What else at WIN 2016 are you looking forward to?

I’m looking forward, actually, to the session immediately following lunch today in which I will be participating which will be a round table discussion among many experts in the field focussing on what do we really need to do to continue to accelerate the development of precision medicine approaches. There are many things we need to do, personally I think one of the most important ones is to develop a common approach to annotation of all the genomic variants that are found in patients’ tumours. The tumours are remarkably heterogeneous and complex; we oftentimes don’t understand the biological or clinical significance of the abnormalities found in the tumours and we can’t act on those abnormalities if we don’t know what they mean. We need a common approach with common standards, common vocabulary, common definitions to be able to collectively provide the annotation that’s necessary to really apply precision medicine to its full potential.
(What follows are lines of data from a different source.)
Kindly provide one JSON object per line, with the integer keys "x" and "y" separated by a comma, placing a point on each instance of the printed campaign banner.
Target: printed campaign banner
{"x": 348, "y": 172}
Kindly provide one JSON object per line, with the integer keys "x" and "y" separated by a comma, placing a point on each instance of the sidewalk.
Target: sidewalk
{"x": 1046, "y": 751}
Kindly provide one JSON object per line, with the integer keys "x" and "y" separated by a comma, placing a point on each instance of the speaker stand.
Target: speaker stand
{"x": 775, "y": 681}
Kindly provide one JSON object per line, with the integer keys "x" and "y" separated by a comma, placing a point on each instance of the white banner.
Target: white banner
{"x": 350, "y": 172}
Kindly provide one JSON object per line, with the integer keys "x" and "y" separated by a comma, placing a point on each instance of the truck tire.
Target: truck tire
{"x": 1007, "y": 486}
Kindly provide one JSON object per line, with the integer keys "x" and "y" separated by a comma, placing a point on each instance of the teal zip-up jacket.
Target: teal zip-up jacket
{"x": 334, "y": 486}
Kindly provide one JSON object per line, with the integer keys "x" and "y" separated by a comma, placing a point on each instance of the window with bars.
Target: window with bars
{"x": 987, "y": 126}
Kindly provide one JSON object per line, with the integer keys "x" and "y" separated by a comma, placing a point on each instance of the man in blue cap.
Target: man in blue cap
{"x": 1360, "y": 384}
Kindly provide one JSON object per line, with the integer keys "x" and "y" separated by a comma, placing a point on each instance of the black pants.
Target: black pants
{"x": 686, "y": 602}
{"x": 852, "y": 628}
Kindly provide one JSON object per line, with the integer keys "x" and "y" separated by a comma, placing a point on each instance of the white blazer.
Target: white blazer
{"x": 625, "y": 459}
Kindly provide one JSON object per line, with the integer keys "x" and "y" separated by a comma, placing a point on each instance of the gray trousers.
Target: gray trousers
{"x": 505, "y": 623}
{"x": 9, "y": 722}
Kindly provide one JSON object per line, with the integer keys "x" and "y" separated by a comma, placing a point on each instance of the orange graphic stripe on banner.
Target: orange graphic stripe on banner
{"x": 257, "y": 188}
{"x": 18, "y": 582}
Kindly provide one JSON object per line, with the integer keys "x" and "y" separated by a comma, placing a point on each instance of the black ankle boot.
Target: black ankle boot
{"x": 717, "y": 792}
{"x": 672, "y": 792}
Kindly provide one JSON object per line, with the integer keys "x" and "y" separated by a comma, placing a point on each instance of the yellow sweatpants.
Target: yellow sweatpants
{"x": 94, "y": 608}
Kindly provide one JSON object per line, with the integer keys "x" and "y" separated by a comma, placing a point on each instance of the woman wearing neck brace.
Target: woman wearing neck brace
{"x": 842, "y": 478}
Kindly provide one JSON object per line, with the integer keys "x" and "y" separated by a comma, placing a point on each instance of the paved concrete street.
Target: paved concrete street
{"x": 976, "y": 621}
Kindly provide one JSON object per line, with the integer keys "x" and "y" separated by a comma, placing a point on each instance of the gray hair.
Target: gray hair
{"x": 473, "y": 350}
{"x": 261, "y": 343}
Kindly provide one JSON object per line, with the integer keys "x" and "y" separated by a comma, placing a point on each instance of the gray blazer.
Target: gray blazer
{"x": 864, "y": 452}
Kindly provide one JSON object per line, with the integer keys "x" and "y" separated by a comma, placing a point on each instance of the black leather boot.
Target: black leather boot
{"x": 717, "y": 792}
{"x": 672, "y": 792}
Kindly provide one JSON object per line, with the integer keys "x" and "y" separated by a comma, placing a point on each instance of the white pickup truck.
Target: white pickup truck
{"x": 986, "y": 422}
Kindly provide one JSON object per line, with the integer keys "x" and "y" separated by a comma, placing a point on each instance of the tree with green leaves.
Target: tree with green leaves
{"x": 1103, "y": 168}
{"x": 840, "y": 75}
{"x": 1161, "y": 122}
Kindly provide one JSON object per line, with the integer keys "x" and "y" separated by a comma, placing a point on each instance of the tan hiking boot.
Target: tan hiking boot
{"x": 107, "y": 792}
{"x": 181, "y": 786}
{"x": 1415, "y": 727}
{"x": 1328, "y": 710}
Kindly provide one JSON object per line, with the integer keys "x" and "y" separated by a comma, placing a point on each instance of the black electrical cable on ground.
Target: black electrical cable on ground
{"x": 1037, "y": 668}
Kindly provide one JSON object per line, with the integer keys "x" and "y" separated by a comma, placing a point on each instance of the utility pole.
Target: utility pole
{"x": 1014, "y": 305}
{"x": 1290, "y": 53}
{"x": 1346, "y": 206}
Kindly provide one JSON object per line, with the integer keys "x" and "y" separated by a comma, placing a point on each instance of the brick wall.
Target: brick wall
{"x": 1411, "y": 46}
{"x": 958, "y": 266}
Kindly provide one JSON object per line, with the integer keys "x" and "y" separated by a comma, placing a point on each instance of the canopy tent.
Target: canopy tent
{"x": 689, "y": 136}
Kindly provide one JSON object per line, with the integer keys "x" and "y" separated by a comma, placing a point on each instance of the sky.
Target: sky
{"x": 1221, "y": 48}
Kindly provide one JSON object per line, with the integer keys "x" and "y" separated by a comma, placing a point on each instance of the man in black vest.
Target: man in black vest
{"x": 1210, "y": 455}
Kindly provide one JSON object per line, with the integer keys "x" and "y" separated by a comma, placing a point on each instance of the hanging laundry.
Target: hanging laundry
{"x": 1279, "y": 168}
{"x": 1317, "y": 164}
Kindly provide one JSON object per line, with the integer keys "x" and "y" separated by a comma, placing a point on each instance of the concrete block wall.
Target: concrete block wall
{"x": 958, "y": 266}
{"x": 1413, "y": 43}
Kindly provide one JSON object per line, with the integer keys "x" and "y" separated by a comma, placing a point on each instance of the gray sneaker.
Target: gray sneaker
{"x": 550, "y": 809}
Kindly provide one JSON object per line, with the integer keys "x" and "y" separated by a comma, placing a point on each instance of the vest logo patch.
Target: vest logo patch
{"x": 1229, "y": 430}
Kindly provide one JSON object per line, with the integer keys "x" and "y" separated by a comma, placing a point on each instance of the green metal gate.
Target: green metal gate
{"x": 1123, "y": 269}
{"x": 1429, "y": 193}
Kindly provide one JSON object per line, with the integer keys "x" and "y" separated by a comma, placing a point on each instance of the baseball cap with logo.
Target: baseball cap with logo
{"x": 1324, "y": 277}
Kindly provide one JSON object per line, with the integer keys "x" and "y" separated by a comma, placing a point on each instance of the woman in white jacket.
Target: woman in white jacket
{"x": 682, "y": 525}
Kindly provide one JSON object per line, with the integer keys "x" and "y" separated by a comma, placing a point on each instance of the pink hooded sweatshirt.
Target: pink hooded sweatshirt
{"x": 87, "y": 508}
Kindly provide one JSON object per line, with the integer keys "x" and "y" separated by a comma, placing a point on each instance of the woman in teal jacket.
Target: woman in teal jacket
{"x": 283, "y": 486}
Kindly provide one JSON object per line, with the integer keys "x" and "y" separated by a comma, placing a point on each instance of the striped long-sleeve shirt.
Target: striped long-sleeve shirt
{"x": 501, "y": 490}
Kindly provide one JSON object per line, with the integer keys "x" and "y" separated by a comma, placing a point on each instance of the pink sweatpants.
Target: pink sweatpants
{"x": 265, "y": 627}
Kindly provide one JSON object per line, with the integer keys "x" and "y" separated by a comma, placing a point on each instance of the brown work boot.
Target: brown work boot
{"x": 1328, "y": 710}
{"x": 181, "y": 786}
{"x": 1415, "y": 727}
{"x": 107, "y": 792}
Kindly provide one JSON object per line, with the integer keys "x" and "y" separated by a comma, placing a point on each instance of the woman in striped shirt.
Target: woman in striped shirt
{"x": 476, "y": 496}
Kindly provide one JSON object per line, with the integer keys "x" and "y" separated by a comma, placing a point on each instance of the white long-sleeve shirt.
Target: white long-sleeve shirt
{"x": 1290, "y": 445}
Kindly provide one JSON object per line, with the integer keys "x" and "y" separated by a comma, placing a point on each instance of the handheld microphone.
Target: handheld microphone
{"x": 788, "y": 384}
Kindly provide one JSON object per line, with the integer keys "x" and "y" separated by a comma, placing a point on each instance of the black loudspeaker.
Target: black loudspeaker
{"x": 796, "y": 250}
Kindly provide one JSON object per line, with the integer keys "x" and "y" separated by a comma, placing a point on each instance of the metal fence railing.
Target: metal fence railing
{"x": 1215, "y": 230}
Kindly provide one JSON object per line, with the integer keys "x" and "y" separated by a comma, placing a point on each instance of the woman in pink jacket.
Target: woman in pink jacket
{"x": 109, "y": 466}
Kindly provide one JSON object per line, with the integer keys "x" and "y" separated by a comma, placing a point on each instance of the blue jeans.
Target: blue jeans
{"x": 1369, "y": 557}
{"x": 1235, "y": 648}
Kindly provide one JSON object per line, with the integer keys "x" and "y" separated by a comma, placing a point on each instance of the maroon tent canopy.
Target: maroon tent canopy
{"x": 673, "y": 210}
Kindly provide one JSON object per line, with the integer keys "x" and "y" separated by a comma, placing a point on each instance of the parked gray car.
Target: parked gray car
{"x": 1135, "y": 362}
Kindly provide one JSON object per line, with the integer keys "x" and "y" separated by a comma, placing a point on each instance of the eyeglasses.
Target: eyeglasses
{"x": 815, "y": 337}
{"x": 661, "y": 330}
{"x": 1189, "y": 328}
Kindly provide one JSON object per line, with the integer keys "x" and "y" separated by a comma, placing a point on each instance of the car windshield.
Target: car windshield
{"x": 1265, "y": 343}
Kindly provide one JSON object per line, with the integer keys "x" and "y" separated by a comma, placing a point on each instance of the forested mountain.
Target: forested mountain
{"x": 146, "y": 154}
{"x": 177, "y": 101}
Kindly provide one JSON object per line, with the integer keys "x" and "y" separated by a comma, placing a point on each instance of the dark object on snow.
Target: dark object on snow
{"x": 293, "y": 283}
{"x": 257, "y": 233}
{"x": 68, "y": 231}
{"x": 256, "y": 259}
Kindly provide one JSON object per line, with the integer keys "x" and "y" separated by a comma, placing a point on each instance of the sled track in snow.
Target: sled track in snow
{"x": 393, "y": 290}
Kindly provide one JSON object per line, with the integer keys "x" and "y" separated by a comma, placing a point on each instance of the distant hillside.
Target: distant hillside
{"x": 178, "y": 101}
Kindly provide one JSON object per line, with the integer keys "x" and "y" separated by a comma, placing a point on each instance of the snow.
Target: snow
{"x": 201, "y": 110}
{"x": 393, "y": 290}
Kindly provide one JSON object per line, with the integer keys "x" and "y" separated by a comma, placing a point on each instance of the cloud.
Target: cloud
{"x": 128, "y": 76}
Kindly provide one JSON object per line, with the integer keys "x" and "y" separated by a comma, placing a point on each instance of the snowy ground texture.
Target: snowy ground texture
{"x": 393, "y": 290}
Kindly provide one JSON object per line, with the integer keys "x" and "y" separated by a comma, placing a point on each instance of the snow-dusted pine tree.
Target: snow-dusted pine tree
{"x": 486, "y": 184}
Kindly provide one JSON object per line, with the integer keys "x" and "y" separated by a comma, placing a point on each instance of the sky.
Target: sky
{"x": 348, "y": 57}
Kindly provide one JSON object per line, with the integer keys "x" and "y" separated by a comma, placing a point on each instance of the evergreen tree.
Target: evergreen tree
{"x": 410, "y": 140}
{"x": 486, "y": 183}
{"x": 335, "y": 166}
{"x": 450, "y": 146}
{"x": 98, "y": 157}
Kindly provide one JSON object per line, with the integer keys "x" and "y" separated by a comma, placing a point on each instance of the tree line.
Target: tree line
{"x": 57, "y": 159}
So there are issues with communication?

Absolutely, it’s been very much that way and different laboratories report their results in different formats, different content, they have different bioinformatics pipelines, they have different strategies that they use for calling out what’s a variant. Most importantly, many of the variants that are discovered in patients’ tumours are not currently understandable in terms of the so-called variants of unknown significance. The only way we’re going to move from having a variant of unknown significance to a variant whose significance is known is to capture that information in a standardised format so everybody knows what we’re talking about and then capture information about what happens to the patient and what their outcomes are so we can understand what are the consequences of that variant being present.

Do you have a summary message?

As I said at the beginning, the WIN symposium is one of my favourite meetings. I go to lots of meetings, we all go to lots of meetings and we hear some of the most cutting edge science at WIN delivered by people who are working, who are the leaders in the field. There’s ample time for networking and discussion and we’ll continue to see this very forward looking view of precision medicine being described at the WIN symposia going forward.